Sampling uniformly distributed random points inside a spherical volume
Generate a set of points uniformly distributed within a cube, then discard the ones whose distance from the center exceeds the radius of the desired sphere.
While I prefer the discarding method for spheres, for completeness I offer the exact solution.
In spherical coordinates, taking advantage of the sampling rule:
phi = random(0,2pi)
costheta = random(-1,1)
u = random(0,1)
theta = arccos( costheta )
r = R * cuberoot( u )
now you have a (r, theta, phi)
group which can be transformed to (x, y, z)
in the usual way
x = r * sin( theta) * cos( phi )
y = r * sin( theta) * sin( phi )
z = r * cos( theta )
I agree with Alleo.
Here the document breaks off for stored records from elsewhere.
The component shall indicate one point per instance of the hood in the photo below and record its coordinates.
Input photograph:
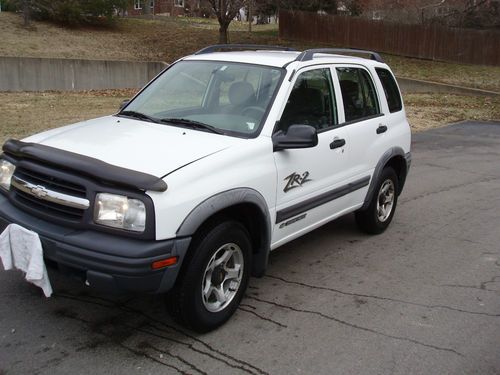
(156, 149)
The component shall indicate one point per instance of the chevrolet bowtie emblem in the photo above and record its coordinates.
(39, 191)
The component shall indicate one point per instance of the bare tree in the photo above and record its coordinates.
(27, 12)
(226, 11)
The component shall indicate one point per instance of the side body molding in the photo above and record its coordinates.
(227, 199)
(388, 155)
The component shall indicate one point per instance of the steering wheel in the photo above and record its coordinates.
(253, 111)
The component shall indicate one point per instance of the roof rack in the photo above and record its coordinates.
(231, 47)
(309, 54)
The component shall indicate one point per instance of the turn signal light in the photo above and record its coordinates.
(164, 263)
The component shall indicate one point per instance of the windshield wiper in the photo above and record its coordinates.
(138, 115)
(191, 123)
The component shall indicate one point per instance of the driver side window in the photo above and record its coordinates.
(310, 102)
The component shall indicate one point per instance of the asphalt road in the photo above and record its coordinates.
(422, 298)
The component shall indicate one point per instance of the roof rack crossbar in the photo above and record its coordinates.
(217, 47)
(309, 54)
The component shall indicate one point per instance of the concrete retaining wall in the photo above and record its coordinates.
(408, 86)
(41, 74)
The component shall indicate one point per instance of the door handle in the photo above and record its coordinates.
(337, 143)
(381, 129)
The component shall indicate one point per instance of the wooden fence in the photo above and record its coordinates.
(427, 42)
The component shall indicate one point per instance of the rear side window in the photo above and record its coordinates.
(358, 94)
(310, 102)
(390, 89)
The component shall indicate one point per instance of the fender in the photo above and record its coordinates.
(388, 155)
(226, 199)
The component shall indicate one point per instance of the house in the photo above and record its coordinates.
(449, 12)
(169, 8)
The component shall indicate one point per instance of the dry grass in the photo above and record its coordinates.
(476, 76)
(28, 113)
(24, 114)
(427, 111)
(167, 39)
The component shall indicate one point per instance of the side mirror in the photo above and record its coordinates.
(297, 136)
(124, 103)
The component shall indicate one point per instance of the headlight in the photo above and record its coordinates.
(6, 172)
(119, 211)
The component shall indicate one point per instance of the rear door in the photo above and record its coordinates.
(365, 118)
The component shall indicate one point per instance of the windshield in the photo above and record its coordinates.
(231, 98)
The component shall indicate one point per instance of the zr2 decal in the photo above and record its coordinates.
(295, 180)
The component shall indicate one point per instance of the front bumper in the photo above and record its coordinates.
(105, 262)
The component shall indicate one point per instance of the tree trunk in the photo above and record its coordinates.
(27, 12)
(250, 16)
(223, 34)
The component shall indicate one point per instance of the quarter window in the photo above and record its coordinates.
(358, 94)
(310, 102)
(390, 89)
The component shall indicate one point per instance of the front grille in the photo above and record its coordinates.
(42, 205)
(51, 183)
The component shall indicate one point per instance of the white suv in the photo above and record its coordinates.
(220, 159)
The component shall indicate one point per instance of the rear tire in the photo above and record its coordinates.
(212, 286)
(377, 217)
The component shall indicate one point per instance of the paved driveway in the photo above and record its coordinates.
(424, 297)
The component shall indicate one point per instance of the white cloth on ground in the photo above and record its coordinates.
(21, 248)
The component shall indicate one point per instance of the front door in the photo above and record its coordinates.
(311, 181)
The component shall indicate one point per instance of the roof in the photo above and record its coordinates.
(274, 58)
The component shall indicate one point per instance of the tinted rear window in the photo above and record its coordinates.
(390, 89)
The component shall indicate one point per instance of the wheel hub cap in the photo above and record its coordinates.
(385, 201)
(222, 278)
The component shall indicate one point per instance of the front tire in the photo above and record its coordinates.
(377, 217)
(216, 277)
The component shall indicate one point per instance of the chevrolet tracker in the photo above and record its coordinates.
(226, 155)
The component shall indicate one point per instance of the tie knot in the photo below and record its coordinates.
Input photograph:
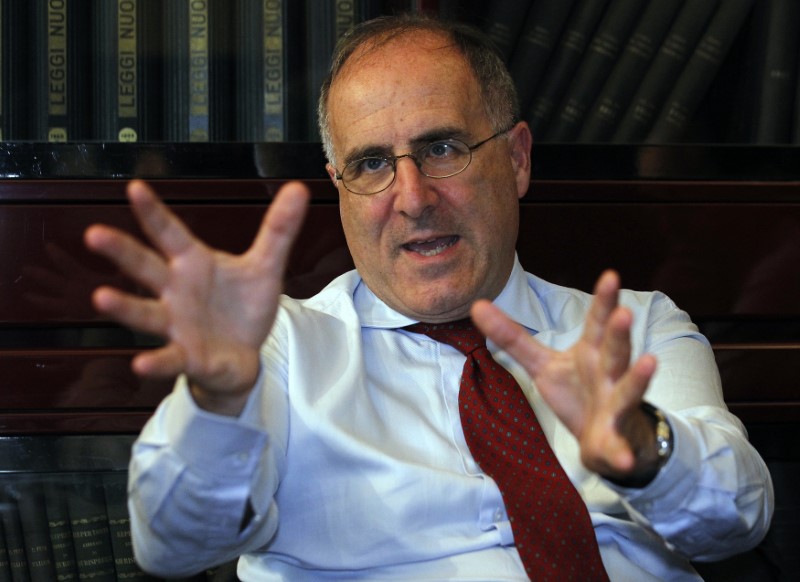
(461, 334)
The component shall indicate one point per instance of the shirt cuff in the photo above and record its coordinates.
(222, 446)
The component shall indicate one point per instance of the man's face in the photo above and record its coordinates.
(427, 247)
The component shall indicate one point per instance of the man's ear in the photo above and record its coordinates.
(332, 173)
(521, 140)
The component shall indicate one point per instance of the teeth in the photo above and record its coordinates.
(431, 247)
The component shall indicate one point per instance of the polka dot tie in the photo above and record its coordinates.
(552, 529)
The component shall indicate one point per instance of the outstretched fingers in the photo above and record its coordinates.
(162, 227)
(280, 228)
(137, 261)
(604, 302)
(509, 335)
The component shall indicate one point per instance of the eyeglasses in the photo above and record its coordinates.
(438, 159)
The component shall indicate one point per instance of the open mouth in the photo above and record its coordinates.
(432, 247)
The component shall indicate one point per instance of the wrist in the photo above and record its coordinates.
(652, 449)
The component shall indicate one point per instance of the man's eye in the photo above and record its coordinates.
(440, 150)
(371, 165)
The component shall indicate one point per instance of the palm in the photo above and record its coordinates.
(214, 309)
(592, 387)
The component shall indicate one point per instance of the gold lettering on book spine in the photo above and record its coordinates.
(274, 103)
(57, 57)
(127, 52)
(199, 89)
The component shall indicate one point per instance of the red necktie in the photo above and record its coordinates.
(552, 529)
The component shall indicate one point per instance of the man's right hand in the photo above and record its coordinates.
(213, 309)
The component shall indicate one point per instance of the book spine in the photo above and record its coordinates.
(628, 71)
(119, 523)
(603, 50)
(35, 532)
(14, 71)
(90, 533)
(5, 565)
(326, 22)
(263, 68)
(541, 31)
(196, 73)
(700, 70)
(66, 568)
(796, 130)
(61, 93)
(779, 78)
(125, 37)
(565, 60)
(664, 70)
(14, 540)
(503, 24)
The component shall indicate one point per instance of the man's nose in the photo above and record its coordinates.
(412, 193)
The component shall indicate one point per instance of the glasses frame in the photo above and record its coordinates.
(392, 160)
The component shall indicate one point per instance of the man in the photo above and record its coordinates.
(322, 439)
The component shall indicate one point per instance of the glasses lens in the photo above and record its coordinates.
(368, 175)
(441, 159)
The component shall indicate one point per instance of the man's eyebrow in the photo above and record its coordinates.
(437, 134)
(386, 150)
(368, 151)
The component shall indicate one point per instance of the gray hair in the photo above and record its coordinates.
(498, 92)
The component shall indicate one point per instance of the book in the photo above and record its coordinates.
(693, 83)
(116, 495)
(540, 33)
(778, 82)
(35, 531)
(13, 71)
(602, 53)
(60, 90)
(126, 70)
(664, 69)
(268, 56)
(5, 566)
(503, 23)
(197, 71)
(326, 22)
(796, 130)
(12, 532)
(88, 518)
(564, 61)
(628, 71)
(66, 568)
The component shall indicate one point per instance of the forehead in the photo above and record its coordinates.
(389, 93)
I translated your Matlab code to Python and it can generate thousands of points very fast (a fraction of second in my computer for 2D and 3D). I've even ran it for up to 5D hyperspheres. I found your code so useful that I'm applying it in a study. Tim McJilton, who should I add as reference?
import numpy as np
from scipy.special import gammainc
from matplotlib import pyplot as plt
def sample(center,radius,n_per_sphere):
r = radius
ndim = center.size
x = np.random.normal(size=(n_per_sphere, ndim))
ssq = np.sum(x**2,axis=1)
fr = r*gammainc(ndim/2,ssq/2)**(1/ndim)/np.sqrt(ssq)
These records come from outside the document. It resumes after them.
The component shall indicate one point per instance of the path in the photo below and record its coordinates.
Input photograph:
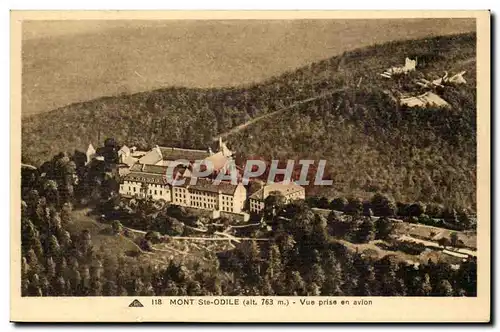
(267, 115)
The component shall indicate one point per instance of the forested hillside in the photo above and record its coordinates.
(370, 144)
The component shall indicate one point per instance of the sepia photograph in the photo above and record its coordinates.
(191, 162)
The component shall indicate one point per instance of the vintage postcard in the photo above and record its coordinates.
(294, 166)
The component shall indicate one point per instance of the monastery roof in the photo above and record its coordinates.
(145, 168)
(218, 160)
(226, 188)
(145, 177)
(285, 189)
(154, 174)
(169, 153)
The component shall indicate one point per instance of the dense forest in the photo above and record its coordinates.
(302, 257)
(370, 143)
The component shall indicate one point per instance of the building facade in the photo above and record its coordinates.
(290, 192)
(149, 181)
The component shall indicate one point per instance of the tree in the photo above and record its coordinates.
(416, 209)
(366, 231)
(383, 228)
(116, 227)
(434, 210)
(323, 203)
(154, 237)
(444, 288)
(272, 204)
(54, 249)
(453, 239)
(383, 206)
(275, 266)
(444, 242)
(339, 204)
(354, 207)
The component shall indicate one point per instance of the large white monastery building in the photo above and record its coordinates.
(143, 174)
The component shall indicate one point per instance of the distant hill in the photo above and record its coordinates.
(370, 143)
(74, 61)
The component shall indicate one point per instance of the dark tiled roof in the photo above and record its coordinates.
(178, 154)
(153, 169)
(145, 178)
(208, 185)
(285, 189)
(259, 194)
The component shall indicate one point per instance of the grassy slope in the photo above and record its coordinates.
(73, 61)
(368, 143)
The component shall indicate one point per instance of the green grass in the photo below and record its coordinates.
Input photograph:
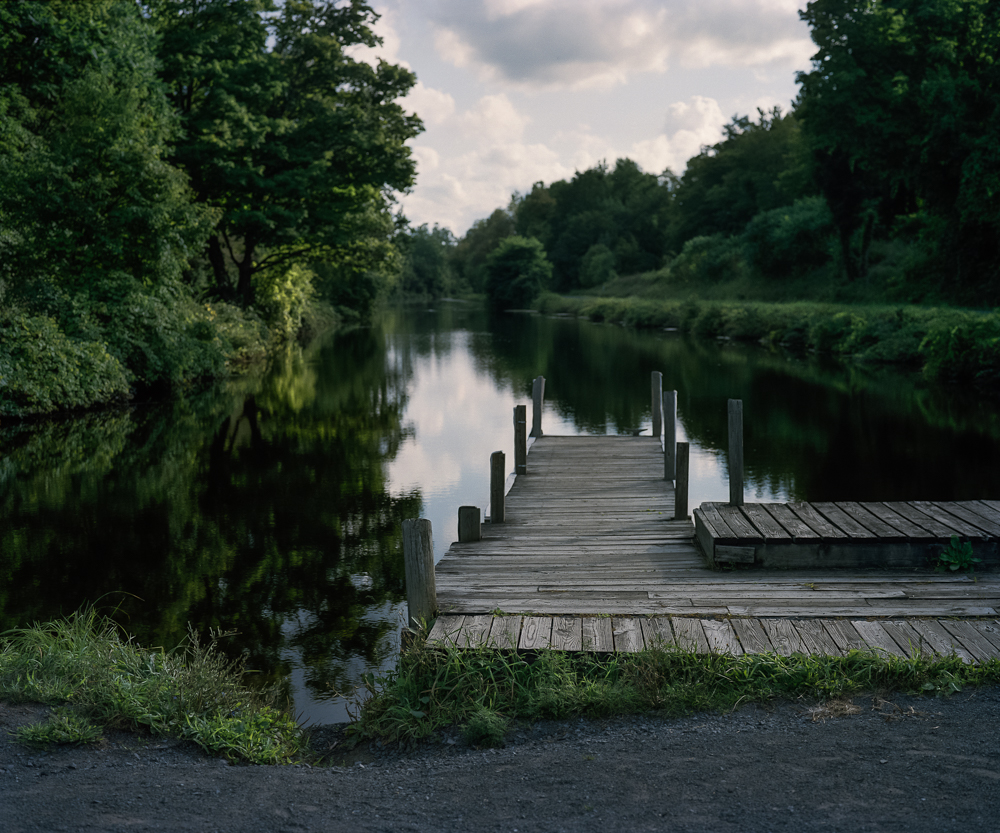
(99, 678)
(484, 690)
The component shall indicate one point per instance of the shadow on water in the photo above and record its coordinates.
(268, 505)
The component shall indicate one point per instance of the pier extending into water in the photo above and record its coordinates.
(595, 553)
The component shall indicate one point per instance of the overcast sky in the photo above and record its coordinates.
(516, 91)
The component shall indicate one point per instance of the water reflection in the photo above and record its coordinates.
(272, 505)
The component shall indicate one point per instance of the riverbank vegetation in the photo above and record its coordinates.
(871, 208)
(486, 690)
(184, 184)
(96, 678)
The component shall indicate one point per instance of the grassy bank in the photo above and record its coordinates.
(946, 344)
(96, 678)
(485, 690)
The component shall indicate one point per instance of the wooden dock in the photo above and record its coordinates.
(901, 535)
(590, 557)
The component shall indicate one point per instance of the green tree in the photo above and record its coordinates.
(901, 111)
(426, 265)
(470, 253)
(297, 144)
(516, 273)
(757, 166)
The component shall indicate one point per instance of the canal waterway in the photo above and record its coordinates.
(271, 505)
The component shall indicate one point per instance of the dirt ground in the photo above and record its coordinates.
(872, 764)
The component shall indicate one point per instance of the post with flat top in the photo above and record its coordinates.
(497, 480)
(670, 435)
(418, 561)
(735, 452)
(469, 528)
(681, 483)
(537, 400)
(656, 383)
(520, 439)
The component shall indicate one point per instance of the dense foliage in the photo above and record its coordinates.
(169, 172)
(881, 184)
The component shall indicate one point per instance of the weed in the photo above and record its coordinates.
(100, 677)
(957, 556)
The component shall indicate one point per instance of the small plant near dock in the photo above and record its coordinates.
(957, 556)
(97, 677)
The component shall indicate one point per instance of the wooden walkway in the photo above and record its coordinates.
(907, 535)
(590, 558)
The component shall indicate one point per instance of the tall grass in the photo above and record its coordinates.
(485, 689)
(99, 678)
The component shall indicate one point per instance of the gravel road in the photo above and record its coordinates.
(871, 764)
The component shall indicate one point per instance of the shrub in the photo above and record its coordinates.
(516, 273)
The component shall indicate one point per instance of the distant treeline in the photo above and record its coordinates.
(881, 184)
(183, 182)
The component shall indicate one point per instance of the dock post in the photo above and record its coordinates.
(681, 482)
(735, 452)
(670, 435)
(656, 383)
(537, 400)
(418, 560)
(469, 528)
(497, 479)
(520, 439)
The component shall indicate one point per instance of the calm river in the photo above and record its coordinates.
(271, 505)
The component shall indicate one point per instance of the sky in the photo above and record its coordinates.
(512, 92)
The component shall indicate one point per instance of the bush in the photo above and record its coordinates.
(790, 241)
(516, 273)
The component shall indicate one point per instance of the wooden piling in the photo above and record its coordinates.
(681, 481)
(735, 452)
(670, 435)
(498, 479)
(537, 401)
(469, 528)
(418, 560)
(520, 439)
(656, 383)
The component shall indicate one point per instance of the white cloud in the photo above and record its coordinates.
(433, 106)
(600, 43)
(689, 126)
(494, 119)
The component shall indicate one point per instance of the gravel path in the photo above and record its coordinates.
(906, 764)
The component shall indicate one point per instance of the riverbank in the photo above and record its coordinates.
(946, 344)
(875, 762)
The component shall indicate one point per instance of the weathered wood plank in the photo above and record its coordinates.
(876, 638)
(783, 637)
(597, 635)
(822, 526)
(753, 637)
(627, 634)
(567, 633)
(721, 637)
(536, 633)
(505, 632)
(814, 636)
(844, 635)
(839, 518)
(798, 529)
(939, 640)
(973, 641)
(689, 635)
(657, 633)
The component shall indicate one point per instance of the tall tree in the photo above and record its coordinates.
(298, 144)
(902, 111)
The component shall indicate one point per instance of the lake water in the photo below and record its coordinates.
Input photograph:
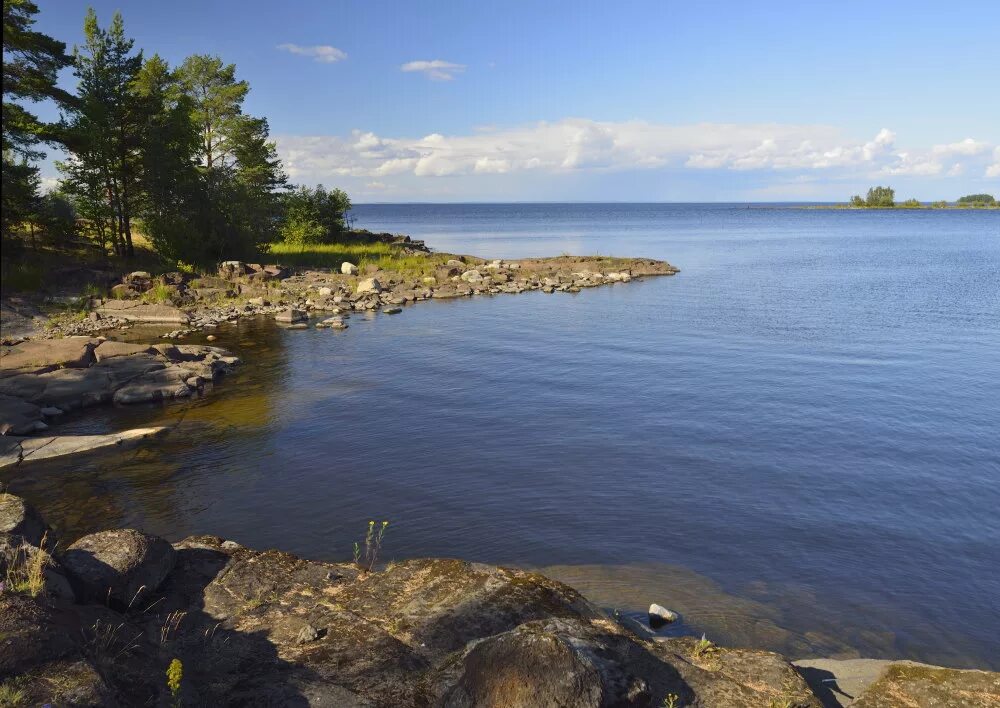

frtiled = np.tile(fr.reshape(n_per_sphere,1),(1,ndim))
p = center + np.multiply(x,frtiled)
return p
fig1 = plt.figure(1)
ax1 = fig1.gca()
center = np.array([0,0])
radius = 1
p = sample(center,radius,10000)
ax1.scatter(p[:,0],p[:,1],s=0.5)
ax1.add_artist(plt.Circle(center,radius,fill=False,color='0.5'))
ax1.set_xlim(-1.5,1.5)
ax1.set_ylim(-1.5,1.5)
ax1.set_aspect('equal')
There is a brilliant way to generate uniformly points on sphere in n-dimensional space, and you have pointed this in your question (I mean MATLAB code).
Why does it work? The answer is: let us look at the probability density of n-dimensional normal distribution. It is equal (up to constant)
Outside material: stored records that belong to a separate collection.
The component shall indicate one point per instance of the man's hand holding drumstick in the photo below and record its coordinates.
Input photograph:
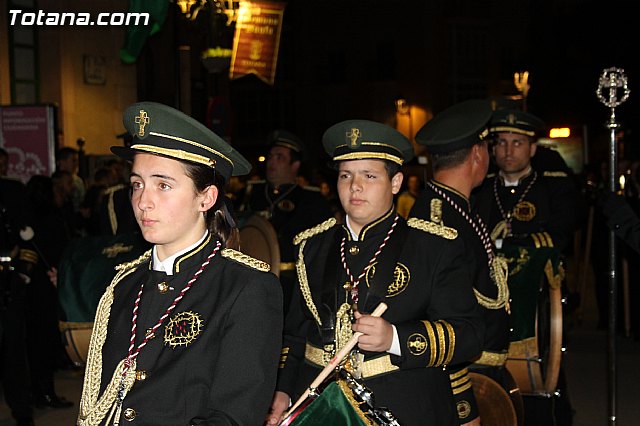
(372, 333)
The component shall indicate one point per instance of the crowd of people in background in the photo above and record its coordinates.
(65, 207)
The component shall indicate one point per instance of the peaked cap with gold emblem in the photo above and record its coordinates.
(459, 126)
(162, 130)
(364, 139)
(515, 121)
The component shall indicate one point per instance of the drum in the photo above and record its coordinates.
(498, 406)
(258, 239)
(535, 350)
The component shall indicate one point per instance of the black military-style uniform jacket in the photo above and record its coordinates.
(212, 361)
(541, 208)
(449, 205)
(426, 283)
(290, 209)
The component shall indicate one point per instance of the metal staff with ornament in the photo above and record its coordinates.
(612, 91)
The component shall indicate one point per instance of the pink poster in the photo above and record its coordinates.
(28, 134)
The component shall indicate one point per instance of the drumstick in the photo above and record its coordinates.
(335, 361)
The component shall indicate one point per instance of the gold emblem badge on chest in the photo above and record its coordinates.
(182, 329)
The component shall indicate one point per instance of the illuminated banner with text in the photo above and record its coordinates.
(256, 41)
(28, 134)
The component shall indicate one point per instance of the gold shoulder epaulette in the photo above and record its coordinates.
(128, 265)
(245, 259)
(114, 188)
(555, 174)
(255, 182)
(433, 228)
(308, 233)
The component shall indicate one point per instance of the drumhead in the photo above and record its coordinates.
(258, 239)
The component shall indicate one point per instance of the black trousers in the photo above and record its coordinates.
(13, 351)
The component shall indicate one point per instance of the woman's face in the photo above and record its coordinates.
(165, 203)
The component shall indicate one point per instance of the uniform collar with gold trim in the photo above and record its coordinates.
(184, 258)
(521, 181)
(377, 227)
(454, 194)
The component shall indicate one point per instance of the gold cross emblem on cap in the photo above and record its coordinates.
(142, 120)
(353, 136)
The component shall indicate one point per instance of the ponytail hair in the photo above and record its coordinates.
(219, 218)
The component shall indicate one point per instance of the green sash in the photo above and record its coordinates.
(528, 266)
(332, 407)
(86, 269)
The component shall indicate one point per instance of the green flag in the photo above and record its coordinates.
(334, 406)
(137, 33)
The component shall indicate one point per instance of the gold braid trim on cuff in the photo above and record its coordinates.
(456, 375)
(245, 259)
(433, 228)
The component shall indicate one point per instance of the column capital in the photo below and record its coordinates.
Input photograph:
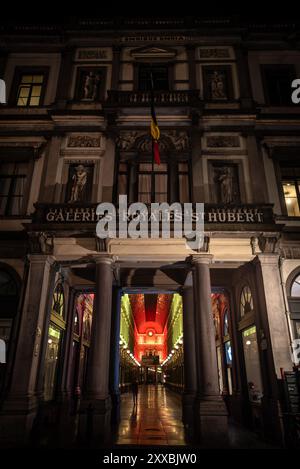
(269, 258)
(104, 259)
(201, 258)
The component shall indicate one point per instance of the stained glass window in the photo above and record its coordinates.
(246, 305)
(58, 300)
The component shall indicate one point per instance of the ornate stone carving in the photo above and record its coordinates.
(40, 242)
(83, 141)
(220, 141)
(268, 243)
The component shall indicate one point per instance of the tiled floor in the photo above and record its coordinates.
(156, 420)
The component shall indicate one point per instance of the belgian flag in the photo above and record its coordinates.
(155, 132)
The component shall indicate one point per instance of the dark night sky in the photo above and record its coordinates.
(53, 11)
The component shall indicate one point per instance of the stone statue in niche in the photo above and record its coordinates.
(225, 179)
(218, 89)
(91, 86)
(79, 180)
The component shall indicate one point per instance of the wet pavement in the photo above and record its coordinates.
(156, 421)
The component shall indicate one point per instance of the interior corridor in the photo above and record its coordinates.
(156, 420)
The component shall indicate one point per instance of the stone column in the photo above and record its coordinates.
(62, 94)
(246, 98)
(115, 68)
(96, 400)
(20, 406)
(257, 171)
(211, 410)
(272, 309)
(115, 353)
(189, 355)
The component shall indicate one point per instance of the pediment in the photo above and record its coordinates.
(150, 52)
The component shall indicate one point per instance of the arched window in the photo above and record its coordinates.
(246, 301)
(295, 289)
(225, 324)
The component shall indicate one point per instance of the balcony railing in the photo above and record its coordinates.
(161, 98)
exp(-x_1*x_1/2) *exp(-x_2*x_2/2)... = exp(-r*r/2), so it doesn't depend on the direction, only on the distance! This means, after you normalize vector, the resulting distribution's density will be constant across the sphere.
This method should be definitely preferred due to it's simplicity, generality and efficiency (and beauty). The code, which generates 1000 events on the sphere in three dimensions:
size = 1000
n = 3 # or any positive integer
x = numpy.random.normal(size=(size, n))
x /= numpy.linalg.norm(x, axis=1)[:, numpy.newaxis]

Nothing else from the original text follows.